Artificial Intelligence
Deploy Mistral AI’s Voxtral on Amazon SageMaker AI
Mistral AI’s Voxtral models combine text and audio processing capabilities in a single framework. The Voxtral family includes two distinct variants designed for different use cases and resource requirements. The Voxtral-Mini-3B-2507 is a compact 3-billion-parameter model optimized for efficient audio transcription and basic multimodal understanding, making it ideal for applications where speed and resource efficiency are priorities. The Voxtral-Small-24B-2507 is 24-billion-parameter model built on the Mistral Small 3 backbone that supports advanced chat capabilities, function calling directly from voice input, and complex audio-text intelligence, perfect for enterprise applications requiring nuanced understanding and multilingual audio processing. Both models support long-form audio context of up to 30–40 minutes, feature automatic language detection, and maintain a 32,000-token context length. They are released under the Apache 2.0 license, making them readily available for both commercial and research applications.

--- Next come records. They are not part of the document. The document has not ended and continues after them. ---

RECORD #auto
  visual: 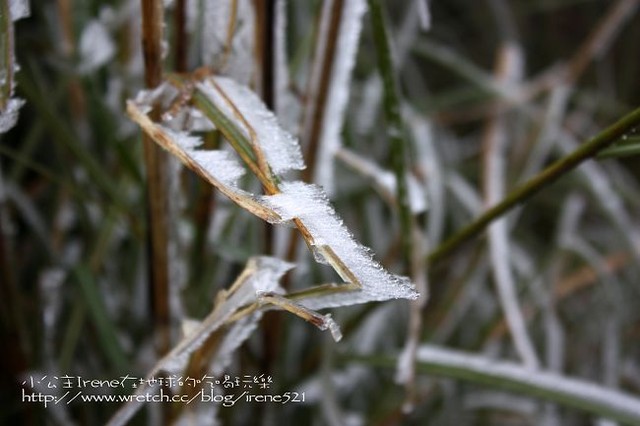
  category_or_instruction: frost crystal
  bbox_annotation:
[262,182,418,309]
[198,77,304,174]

Voxtral models feature multimodal intelligence that processes spoken and written communication within a unified pipeline, alleviating the need for separate transcription and processing stages. The models demonstrate advanced audio understanding by extracting context and sentiment directly from audio inputs and can handle multiple audio files within single conversation threads. Voxtral Small includes function calling capabilities that convert audio inputs into executable tool calls. These capabilities enable applications such as contextual voice assistants, automated meeting transcription with insight extraction, intelligent call processing for customer service, accessibility tools, and multilingual communication systems for global organizations.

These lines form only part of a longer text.